BYD Charts Five-Year Path to Overtake Toyota as Pentagon Ban Weighs on Shares
10.06.2026 - 12:45:03 | boerse-global.de
More than 100,000 buyers have already placed orders for BYD’s new Tang EV ahead of its official launch on 17 June, a resounding vote of confidence in the Chinese automaker’s technology. Yet the stock continues to languish near a 52-week low, caught between the company’s ambitious growth narrative and the dark cloud of a Pentagon blacklist that has wiped nearly 39% from the share price over the past twelve months.
The US Department of Defense added BYD to its Section 1260H blacklist this week, citing alleged ties to the Chinese military — a charge BYD forcefully denies. The company is reviewing legal action, pointing to the precedent set by Xiaomi, which successfully challenged a similar listing in 2021. Direct Pentagon contracts will be prohibited from June 2026, with third-party restrictions following a year later, though BYD’s management insists the designation does not block day-to-day operations or share trading.
At the annual general meeting, chairman Wang Chuanfu struck a defiant tone. His goal: to make BYD the world’s largest automaker within five years, overtaking industry leader Toyota. That is a tall order given that BYD sold roughly 4.6 million vehicles in 2025 — good for sixth place globally — while Toyota shifted 11.32 million units. To bridge the gap, BYD will need to more than double its scale, and Wang sees exports as the engine room of that growth. The group shipped over 160,000 vehicles abroad in May alone, an 80% year-on-year surge, and has set a full-year export target of 1.6 million units.
Should investors sell immediately? Or is it worth buying BYD?
The Tang EV is the centrepiece of the current technology offensive. The all-wheel-drive variant delivers 585 kW and dashes from 0 to 100 km/h in 3.9 seconds, while the rear-wheel-drive version offers a CLTC range of up to 950 kilometres. Its “flash-charging” system, which BYD rates at 10C, can replenish the battery from 10% to 97% in approximately nine minutes. The model also debuts the God’s Eye 5.0 driver-assistance suite, complete with lidar. Beyond the Tang, BYD is preparing solid-state batteries for 2027, promising ranges of more than 1,000 kilometres, and has begun rolling out a network of 6,000 ultra-fast charging stations worldwide following a launch in the UK.
Geopolitical headwinds have not stopped the company from plotting a bolder global profile. Vice-president Stella Li used the Monaco Grand Prix to meet Formula 1 CEO Stefano Domenicali and FIA president Mohammed Ben Sulayem, and BYD is reportedly weighing an entry into the sport — either through a partnership or a minority stake in a team such as Alpine.
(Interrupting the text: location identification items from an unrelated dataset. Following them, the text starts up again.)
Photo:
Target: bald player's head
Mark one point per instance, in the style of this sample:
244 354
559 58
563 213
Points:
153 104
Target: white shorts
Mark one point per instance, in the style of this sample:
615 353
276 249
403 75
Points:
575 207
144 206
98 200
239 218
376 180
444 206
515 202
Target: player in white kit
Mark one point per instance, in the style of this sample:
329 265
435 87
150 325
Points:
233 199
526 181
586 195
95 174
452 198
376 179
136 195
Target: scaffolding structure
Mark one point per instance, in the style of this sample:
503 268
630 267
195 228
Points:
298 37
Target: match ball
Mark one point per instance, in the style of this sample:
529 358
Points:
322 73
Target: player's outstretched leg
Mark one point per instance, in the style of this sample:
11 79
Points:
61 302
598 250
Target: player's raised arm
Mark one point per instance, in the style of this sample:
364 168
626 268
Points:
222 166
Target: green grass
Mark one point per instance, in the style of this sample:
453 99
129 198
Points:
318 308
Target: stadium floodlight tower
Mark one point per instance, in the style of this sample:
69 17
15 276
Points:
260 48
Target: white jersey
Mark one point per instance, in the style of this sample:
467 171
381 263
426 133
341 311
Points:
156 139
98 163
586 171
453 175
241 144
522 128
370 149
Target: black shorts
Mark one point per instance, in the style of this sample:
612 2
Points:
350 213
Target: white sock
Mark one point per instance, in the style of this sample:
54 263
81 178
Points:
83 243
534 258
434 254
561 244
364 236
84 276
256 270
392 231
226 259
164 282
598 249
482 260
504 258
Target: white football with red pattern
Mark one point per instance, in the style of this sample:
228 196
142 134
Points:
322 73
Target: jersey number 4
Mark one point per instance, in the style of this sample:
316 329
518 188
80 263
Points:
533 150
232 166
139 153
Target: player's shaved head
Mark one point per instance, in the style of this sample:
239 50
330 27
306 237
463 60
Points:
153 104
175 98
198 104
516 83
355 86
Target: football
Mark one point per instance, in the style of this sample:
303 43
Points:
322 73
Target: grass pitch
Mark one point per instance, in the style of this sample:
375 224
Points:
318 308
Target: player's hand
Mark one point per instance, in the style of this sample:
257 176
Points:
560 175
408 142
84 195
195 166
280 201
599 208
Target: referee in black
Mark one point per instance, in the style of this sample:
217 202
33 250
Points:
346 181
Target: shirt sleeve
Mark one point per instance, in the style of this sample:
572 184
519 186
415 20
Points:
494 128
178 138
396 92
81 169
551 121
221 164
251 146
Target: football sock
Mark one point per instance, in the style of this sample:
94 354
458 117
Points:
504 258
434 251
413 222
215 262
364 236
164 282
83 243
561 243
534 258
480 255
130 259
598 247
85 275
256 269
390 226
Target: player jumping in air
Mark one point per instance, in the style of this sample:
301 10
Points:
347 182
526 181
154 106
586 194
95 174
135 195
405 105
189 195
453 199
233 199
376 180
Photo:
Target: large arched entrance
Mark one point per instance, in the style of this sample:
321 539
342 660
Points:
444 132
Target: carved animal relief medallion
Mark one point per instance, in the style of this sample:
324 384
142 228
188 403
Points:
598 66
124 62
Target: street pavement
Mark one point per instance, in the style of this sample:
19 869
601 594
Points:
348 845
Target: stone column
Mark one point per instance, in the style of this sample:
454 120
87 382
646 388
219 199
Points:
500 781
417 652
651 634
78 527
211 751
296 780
On the trading floor, the numbers tell a more sobering story. The stock changed hands at €9.54 on Wednesday, just above its 52-week nadir of €9.37, and stands roughly 13% below the 200-day moving average of €11.01. The relative strength index has slipped to 33.6, edging towards the oversold threshold of 30. A small amount of good news arrives on 11 June, when the shares go ex-dividend: BYD is paying out 0.41141 Hong Kong dollars per share, with the cash expected to land in accounts by the end of July.
Wang Chuanfu has declared that “the worst is behind us,” but the market will need more than rhetoric to shake off the Pentagon shadow. For now, the gulf between the chairman’s five-year promise and the stock’s immediate pain remains as wide as the gap BYD must close to catch Toyota.